あなたの時間は限られている。他人の人生を生きてはいけない
― スティーブ・ジョブズ(Apple創業者)
子ども達へ
突然ですが、あなたは今、幸せですか?
その「幸せ」は、自分で選んだものですか?
それとも、誰かに与えられたものですか?
何となく生きてきた
私はずっと、何となく生きていました。
学校に行き、就職して、働き続ける。
公務員になったのも、私の父に勧められたことがきっかけでした。
そのことに何の疑問も持っていませんでした。
それまでの私は、毎日、毎月、毎年、どのくらいお金を使っているのかよくわかっていませんでした。
公務員や会社員は、基本的には毎月、給料としてお金がもらえます。
毎月、収入があるため、その日、その月を生活できれば、当時の私はそれで問題なかったのです。
原因は、必要な資産について、明確な目標などがなかったためか、そもそもあまり考えたことがなかったのです。

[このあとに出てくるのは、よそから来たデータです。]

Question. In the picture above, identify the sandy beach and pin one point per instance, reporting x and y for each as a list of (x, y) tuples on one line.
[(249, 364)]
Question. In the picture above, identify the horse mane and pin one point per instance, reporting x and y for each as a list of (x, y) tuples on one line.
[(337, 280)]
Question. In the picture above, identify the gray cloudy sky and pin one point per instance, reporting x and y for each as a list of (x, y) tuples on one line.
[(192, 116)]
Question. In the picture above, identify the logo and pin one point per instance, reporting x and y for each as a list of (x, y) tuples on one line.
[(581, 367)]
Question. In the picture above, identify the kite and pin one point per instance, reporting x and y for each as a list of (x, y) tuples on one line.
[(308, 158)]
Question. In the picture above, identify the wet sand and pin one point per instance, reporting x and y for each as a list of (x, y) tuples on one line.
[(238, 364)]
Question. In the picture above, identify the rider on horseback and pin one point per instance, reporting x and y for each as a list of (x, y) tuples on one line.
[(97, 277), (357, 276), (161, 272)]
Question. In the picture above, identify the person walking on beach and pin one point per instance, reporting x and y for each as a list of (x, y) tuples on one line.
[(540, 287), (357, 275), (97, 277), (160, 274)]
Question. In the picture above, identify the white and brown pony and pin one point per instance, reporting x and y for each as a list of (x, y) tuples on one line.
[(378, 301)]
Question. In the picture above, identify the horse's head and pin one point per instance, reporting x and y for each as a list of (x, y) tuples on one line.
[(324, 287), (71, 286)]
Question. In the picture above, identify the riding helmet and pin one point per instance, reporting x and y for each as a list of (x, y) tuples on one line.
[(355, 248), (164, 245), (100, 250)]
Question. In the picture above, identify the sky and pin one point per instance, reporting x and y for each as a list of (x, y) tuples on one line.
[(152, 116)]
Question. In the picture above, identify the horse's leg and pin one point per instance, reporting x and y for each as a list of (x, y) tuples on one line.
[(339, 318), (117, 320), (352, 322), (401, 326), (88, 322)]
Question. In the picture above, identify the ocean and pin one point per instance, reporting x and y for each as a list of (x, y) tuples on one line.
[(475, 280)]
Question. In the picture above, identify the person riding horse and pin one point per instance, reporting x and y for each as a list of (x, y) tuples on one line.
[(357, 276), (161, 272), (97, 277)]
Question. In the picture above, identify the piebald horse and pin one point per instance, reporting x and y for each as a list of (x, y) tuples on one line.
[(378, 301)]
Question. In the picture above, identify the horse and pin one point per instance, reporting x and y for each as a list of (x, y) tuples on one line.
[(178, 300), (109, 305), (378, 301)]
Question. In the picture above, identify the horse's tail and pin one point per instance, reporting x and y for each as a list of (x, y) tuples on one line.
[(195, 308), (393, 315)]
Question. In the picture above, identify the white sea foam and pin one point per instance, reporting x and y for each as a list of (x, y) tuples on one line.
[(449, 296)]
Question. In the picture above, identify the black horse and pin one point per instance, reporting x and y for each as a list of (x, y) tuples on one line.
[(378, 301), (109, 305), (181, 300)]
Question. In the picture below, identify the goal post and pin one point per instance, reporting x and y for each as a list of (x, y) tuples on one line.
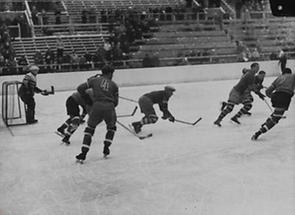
[(13, 109)]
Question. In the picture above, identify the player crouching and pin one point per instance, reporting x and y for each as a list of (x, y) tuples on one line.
[(146, 103), (281, 91)]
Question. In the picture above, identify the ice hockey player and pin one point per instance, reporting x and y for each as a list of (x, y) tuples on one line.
[(146, 103), (280, 91), (240, 95), (256, 88), (27, 91), (105, 99), (73, 104)]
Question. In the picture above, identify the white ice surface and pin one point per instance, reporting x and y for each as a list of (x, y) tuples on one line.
[(181, 170)]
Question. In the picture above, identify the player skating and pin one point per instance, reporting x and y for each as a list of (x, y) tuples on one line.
[(146, 103), (240, 94), (105, 99), (27, 91), (280, 91), (73, 104), (256, 88)]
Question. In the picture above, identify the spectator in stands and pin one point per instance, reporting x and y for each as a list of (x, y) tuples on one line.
[(273, 56), (2, 63), (38, 60), (49, 59), (74, 60), (59, 53), (92, 15), (44, 17), (22, 63), (255, 55), (282, 60), (84, 15), (34, 13), (57, 13), (107, 50)]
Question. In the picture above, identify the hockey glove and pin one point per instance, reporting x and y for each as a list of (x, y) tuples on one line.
[(171, 119), (87, 100), (165, 116), (261, 96), (44, 93)]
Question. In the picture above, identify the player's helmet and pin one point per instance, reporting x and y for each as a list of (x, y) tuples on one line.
[(33, 69), (169, 88), (107, 69)]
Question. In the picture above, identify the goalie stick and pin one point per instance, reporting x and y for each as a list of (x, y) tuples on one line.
[(128, 115), (141, 137), (189, 123), (127, 99)]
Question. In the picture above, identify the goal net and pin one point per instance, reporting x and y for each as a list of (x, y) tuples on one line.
[(13, 109)]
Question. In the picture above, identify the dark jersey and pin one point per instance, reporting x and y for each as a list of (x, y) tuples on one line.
[(159, 97), (283, 83), (29, 85), (246, 81), (104, 89)]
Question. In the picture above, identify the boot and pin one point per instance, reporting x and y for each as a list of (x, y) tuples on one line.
[(137, 127), (106, 150), (66, 140), (81, 157), (223, 105), (217, 122), (235, 119), (256, 135)]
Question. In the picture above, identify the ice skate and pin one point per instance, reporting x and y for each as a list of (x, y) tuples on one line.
[(256, 135), (223, 105), (106, 150), (137, 127), (81, 157), (235, 119), (248, 113), (60, 132), (66, 140), (217, 122)]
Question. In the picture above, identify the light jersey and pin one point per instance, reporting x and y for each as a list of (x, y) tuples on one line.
[(30, 80), (246, 82), (104, 89), (158, 97), (283, 83)]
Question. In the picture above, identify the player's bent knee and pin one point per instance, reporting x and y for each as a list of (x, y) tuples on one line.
[(153, 118), (89, 131)]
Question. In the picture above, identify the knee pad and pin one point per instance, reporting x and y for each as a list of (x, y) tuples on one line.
[(152, 118), (229, 107), (75, 121), (112, 128), (89, 131), (277, 115)]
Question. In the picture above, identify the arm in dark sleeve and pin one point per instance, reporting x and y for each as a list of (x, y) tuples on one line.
[(82, 90), (164, 108), (269, 90), (37, 90)]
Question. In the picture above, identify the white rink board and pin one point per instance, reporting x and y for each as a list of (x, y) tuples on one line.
[(181, 170), (160, 75)]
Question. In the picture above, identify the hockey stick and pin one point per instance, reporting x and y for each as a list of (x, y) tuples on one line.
[(128, 115), (189, 123), (135, 134), (271, 110), (127, 99)]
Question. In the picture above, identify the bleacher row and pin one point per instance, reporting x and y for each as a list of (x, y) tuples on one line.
[(170, 40)]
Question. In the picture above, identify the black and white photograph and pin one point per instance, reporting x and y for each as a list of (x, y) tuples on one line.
[(147, 107)]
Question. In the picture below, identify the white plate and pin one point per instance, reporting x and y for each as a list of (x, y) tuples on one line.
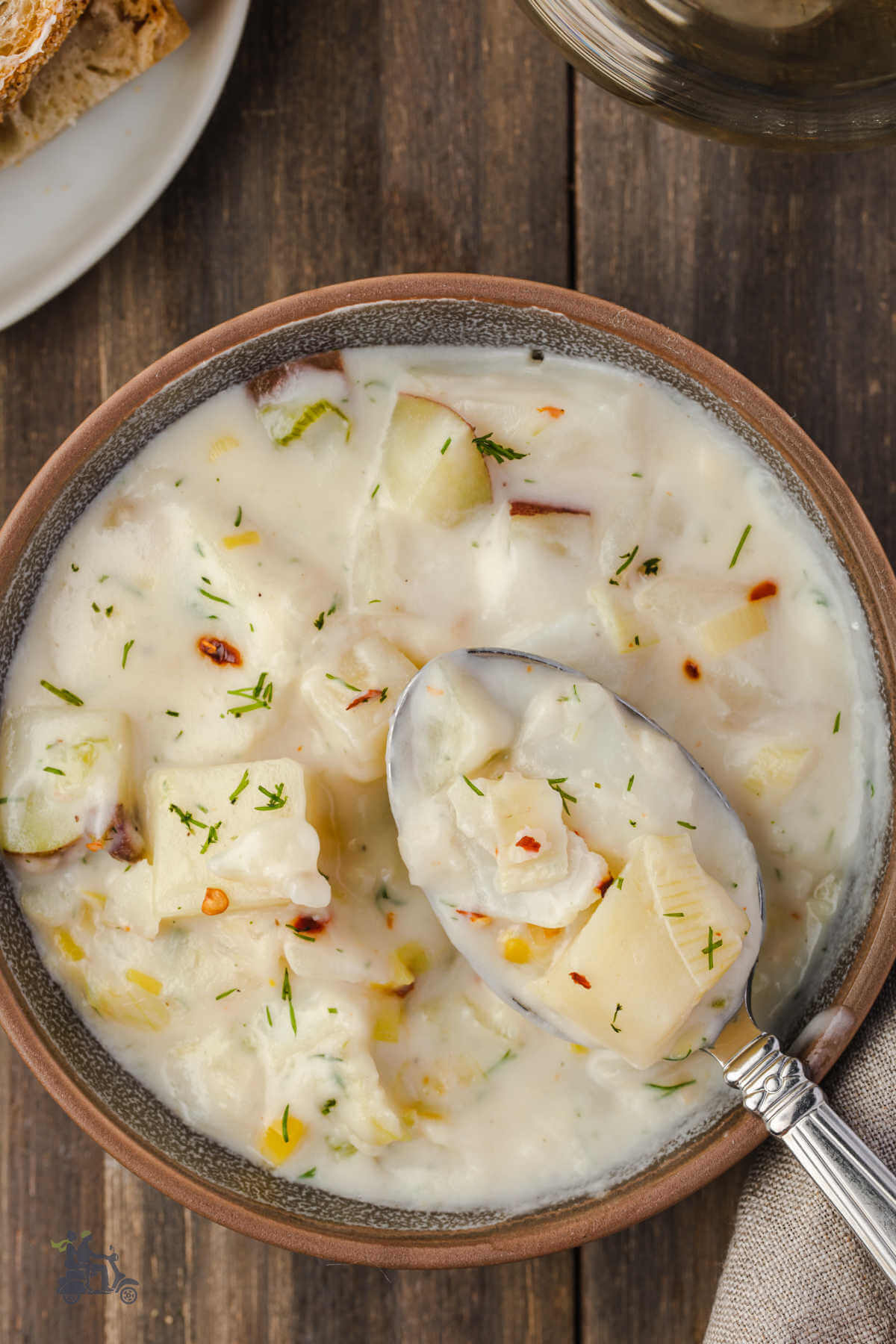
[(72, 201)]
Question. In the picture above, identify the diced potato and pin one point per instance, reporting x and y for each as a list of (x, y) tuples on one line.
[(775, 771), (233, 828), (274, 1147), (692, 903), (724, 633), (626, 628), (430, 463), (66, 776), (469, 729), (131, 1007), (629, 979), (354, 702), (517, 820)]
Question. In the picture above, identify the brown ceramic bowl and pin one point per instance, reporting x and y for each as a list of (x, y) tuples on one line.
[(121, 1115)]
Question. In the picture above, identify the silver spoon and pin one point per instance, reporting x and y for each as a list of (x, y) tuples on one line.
[(770, 1082)]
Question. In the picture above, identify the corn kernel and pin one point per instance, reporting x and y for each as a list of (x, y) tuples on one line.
[(516, 949), (240, 539), (67, 945), (148, 983), (273, 1145), (220, 447), (388, 1021)]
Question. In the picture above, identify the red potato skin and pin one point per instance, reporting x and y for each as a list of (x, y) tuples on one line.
[(528, 508), (264, 386)]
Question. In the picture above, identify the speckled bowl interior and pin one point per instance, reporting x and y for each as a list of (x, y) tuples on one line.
[(445, 311)]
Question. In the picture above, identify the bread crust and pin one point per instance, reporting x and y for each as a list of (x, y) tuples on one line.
[(15, 75)]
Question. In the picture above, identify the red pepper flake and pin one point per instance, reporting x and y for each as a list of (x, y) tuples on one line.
[(766, 589), (529, 508), (214, 902), (309, 924), (363, 699), (220, 651)]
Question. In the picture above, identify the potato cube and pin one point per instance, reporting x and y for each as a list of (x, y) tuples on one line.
[(354, 700), (640, 967), (775, 771), (430, 463), (237, 831), (729, 631), (66, 776)]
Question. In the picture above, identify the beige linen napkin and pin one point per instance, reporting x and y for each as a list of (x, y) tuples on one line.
[(794, 1273)]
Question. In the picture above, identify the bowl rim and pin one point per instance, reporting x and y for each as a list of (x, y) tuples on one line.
[(723, 1145)]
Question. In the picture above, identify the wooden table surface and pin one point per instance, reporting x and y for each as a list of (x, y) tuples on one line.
[(361, 137)]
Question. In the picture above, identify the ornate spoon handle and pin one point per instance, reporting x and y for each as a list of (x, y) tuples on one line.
[(859, 1186)]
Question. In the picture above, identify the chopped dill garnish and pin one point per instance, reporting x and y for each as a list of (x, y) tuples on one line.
[(214, 598), (487, 447), (741, 544), (347, 685), (277, 799), (626, 559), (188, 819), (711, 947), (669, 1088), (211, 838), (260, 695), (564, 797), (69, 697)]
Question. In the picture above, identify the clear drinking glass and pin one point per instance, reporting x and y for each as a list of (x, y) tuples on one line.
[(790, 73)]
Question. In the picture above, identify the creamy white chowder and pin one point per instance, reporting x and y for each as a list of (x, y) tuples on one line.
[(193, 796)]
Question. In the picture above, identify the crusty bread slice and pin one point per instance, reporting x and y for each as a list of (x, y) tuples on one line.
[(113, 42), (30, 33)]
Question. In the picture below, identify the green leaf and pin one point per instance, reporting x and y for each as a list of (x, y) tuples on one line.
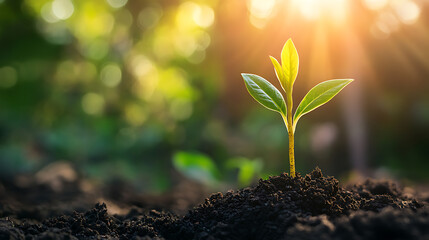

転機が訪れたのは、FIREという考え方と出会ったときです。
それまで真剣に考えたことのなかった「家計」について、初めて向き合い始めました。
毎日のお金の使い方。毎月の収支。半年、1年のお金の流れ。
最初はけっこう手間がかかるなと感じましたが、使ったお金を記録し、自分の状況を把握していくと、不思議なことが起きました。
- 支出と収支がわかれば、ライフプランが立てられる。
- ライフプランが立てられれば、人生に必要な資産が見えてくる。
- 自分の人生をもっとこうしようとか、未来のことに目を向けられるようになってくる。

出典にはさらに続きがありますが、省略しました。